Five people talk about the importance of Trans Pride Brighton & Hove, which takes place virtually on Saturday (July 17). Tune in here
Trans Pride Brighton is about discovering people like me. Before transition I had never met another trans person, and I couldn’t imagine being happy as a trans person. But now if an ‘egg’ comes to Trans Pride they see that everyone is so happy, it’s so joyous to be with a group of people who are like them. People who transitioned in the ’80s and ’90s come up to me and they’re amazed that something like this can exist, because they remember when trans people were so marginalised that they couldn’t even find each other. We couldn’t even find our community. Now people can come to this one place and that’s their people, that’s their community. It’s more than just one day in summer. Trans Pride actually changes lives.
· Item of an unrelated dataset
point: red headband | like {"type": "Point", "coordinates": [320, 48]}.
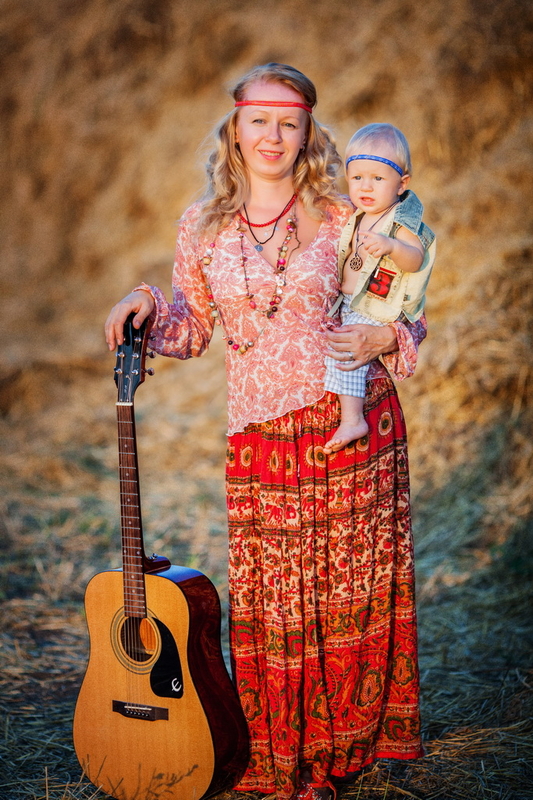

To be trans is to have to forge your own place in nature – something not many other people have to do. If you can accomplish finding your place in the world as a trans person, you’ve overcome a hurdle that the majority of the people around you can’t even comprehend.
As a Jewish person, finding other Jewish people who understand the transgender experience has been something I’ve done during the pandemic, and feel stronger for it.
Pride to me also means being kind to yourself, finding celebration among all the struggle and showing that trans people are more than our pain – we are also trans joy, trans creativity, trans talent.
Attending my first Trans Pride as an ‘out’ trans woman was a truly magical experience. Spending a lot of my life feeling othered, being surrounded by so many others with similar lived experiences felt incredibly liberating.
It’s been particularly difficult over the pandemic as a trans person, experiencing a great deal of dysphoria over the various lockdowns, so it’s been more important than ever to keep my trans siblings close.
I feel incredibly lucky to have a tight-knit community of people who will always have my back when I need it, and I theirs.
I’m an artist and also a queer trans man. I’m not proud of my identity, I’m proud of surviving in a world so hostile towards trans people. The journey I’ve been on to learn how to survive AND be visible is something I worked so hard to achieve. I’m proud of who I’m becoming in the process.
The more community I interact with, the more relaxed I am. Sometimes that’s through Instagram (during the pandemic) as well as dating or making work.
Pride is important to me often because it’s a time of reflection, mourning, hope and education.
I’m 20 year old trans women, Jewish, drag artist aka ‘Tranna’.
I’ve been reaching out and connecting, exploring my own trans identity. I’ve discovered new parts of myself. I’ve stopped conforming to standards and started appreciating myself. I don’t have to explain myself anymore.
Trans Pride is a time to remember and be thankful about how far in our personal journey we have come. We’re so engrossed in our daily life that we forget to take the time to step back and realise that every hurdle you’ve overcome has made you the strong person you are today.
Where you come from doesn’t dictate where you’re headed in life. Where you want to be in your mind will be your outcome if you believe in it. Own yourself, be authentic and love it.